We can generalize this to making the difficulty a function of the prior blocks’ timestamps without losing the result. First, observe that we can arbitrarily split each segment into multiple smaller segments with all the same hashrate and difficulty. In the limit, we can think of there being an infinite number of tiny segments, which can each have their own hashrate and difficulty, i.e., this approaches making hashrate and difficulty a function of time.

Secondly, observe that the difficulty just does not matter. It affects the number b_i of blocks within a segment, but is cancelled out in the expression of the expected value of \sum_{i} b_i \times \mathrm{difficulty}_i. So the \mathrm{difficulty}_i can be made a function of the prior b_j for j < i.

Combining these, we can treat the difficulty as an arbitrarily function of the previous block’s timestamps (which are encoded in the b_i values, if the segments become infinitesimal), changing every time N blocks are found (well, infinitesimally after that block is found, during the next segment).

Making the hashrate a function of previous blocks’ timestamps is a bit more complicated, but the result still holds. This does not cancel out in the expression for the expectation of b_i, and thus these are no longer independent. However, since the expectation of a sum is still the sum of the expectations, even when the terms being added are not independent, this does not affect the result.

So, I conclude that sum(work in window) / (window duration) is an unbiased estimator for the hashate during a fixed window, even when the hashrate and difficulty can change as a function of both time and prior blocks’ timestamps.

I had mentioned my preference for sum(work in window) / (window duration) over a given time window. It’s good, interesting, and useful to know it’s correct even for difficulty and hashrate changes. Maybe an update to getnetworkhashps could include it (by choosing a time range in addition a block range) as an option.

I believe this is the best-possible estimate of current hashrate for an arbitrarily-small fixed time period t when given only the lowest hash seen in t.

L = \text{lowest hash seen in time t}

W = \text{work in t}

\lambda = \frac{W}{2^{256}}

\text{exponential CDF}(L) = 1 - e^{-\lambda L}

E = \text{error signal} = \text{CDF}(L) - 0.5

The error signal is the probability that the prior estimate of W was wrong. 0.5 is the median observation if the prior estimate was correct, so there would be no error. Use the error signal in the EMA equation.

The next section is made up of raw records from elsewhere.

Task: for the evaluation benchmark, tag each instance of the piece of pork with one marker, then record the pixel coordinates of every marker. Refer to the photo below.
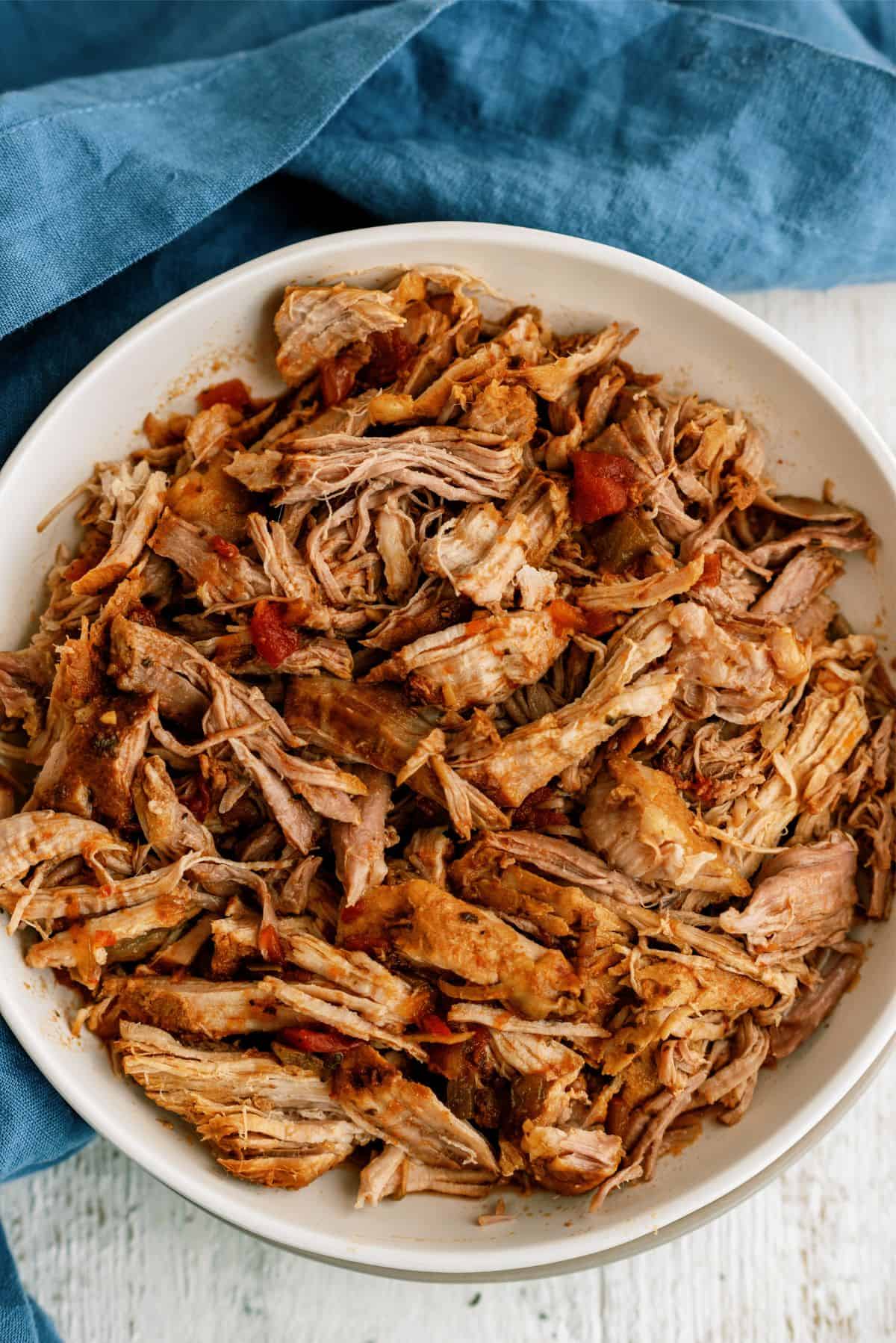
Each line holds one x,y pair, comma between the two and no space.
635,594
35,837
428,927
827,730
206,496
289,575
237,654
430,609
505,410
131,934
638,821
482,551
188,1079
218,578
531,757
480,663
813,1006
551,382
738,673
805,899
361,848
405,1114
429,852
396,543
801,580
339,1011
148,661
625,899
78,900
290,813
270,1123
26,677
375,725
314,323
89,770
452,462
202,1006
570,1161
393,1174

h = \text{height of t time segments}

W_{h} = W_{h-1} \cdot e^{-\frac{E}{N}}

\text{Stdev} \approx \frac{W}{\sqrt{2N}}

W and L in my lambda are at h -1

N = “mean lifetime” of the EMA estimate in units of t. You choose N to get your desired stability / slowness of the estimate. Divide by t to get hashrate.

To simplify the equation, use e^{-x} \approx 1-x for small x = \frac{E}{N}:

W_{h} = W_{h-1} \cdot ( 1 + \frac{e^{-L \cdot W_{h-1}}}{N} - \frac{1}{2N})

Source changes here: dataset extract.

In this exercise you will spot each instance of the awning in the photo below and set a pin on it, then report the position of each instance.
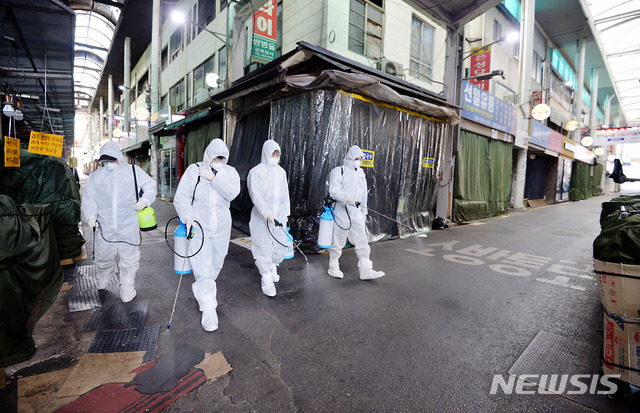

The median L is expected to be ln(2) \cdot W_{h-1} which would be no correction. The smallest-possible L makes the largest-possible correction:

W_{h} = W_{h-1} \cdot ( 1 + \frac{1}{2N})

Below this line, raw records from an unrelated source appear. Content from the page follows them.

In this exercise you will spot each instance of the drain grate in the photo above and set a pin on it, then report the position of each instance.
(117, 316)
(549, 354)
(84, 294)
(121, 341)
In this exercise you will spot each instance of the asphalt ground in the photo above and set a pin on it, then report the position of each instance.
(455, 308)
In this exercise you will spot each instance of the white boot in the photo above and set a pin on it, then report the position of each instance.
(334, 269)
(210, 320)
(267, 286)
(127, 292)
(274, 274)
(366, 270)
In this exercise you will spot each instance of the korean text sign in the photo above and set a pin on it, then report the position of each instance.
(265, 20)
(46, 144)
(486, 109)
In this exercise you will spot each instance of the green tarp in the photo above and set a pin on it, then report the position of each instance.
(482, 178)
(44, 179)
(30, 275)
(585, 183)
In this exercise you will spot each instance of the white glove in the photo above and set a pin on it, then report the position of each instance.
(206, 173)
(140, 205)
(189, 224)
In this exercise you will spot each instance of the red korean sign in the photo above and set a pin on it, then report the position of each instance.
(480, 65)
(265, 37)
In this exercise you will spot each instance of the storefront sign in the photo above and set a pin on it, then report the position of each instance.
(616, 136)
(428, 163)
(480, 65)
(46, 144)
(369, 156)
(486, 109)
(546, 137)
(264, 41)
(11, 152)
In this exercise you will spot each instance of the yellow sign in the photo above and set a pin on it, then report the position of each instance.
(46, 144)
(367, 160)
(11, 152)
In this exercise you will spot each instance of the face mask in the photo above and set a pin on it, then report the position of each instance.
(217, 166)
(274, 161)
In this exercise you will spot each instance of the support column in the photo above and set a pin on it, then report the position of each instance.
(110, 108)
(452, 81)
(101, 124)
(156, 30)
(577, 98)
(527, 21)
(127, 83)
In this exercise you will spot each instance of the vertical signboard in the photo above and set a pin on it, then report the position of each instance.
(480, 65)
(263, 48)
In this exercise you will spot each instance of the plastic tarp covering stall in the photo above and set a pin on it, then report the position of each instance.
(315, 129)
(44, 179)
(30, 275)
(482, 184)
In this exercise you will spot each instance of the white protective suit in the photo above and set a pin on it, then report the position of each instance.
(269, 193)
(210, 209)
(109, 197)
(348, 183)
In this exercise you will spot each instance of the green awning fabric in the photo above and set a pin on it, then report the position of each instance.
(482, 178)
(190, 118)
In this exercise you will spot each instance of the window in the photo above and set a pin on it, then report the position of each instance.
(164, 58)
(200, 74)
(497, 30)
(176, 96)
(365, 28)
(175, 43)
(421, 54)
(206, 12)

A large L can has a large correction, but an accidentally-large L isn’t possible like a small L. This is a spot check on my math and the legitimacy of the idea The idea comes from my search for the mathematically-perfect difficulty algorithm which similarly uses the exponential CDF of solvetimes to adjust difficulty every block and experiments have shown it is the best-known (fastest response time to changes in hashrate with the least variation).

hashrate = sum(work)/(time duration) from h - N to h gives a better estimate of hashrate at h -N/2. The EMA needs a starting W. If it starts at h-N The starting W_{h-N} could be obtained by sum(work) from h-\frac{3N}{2} to h-\frac{N}{2} and dividing by N.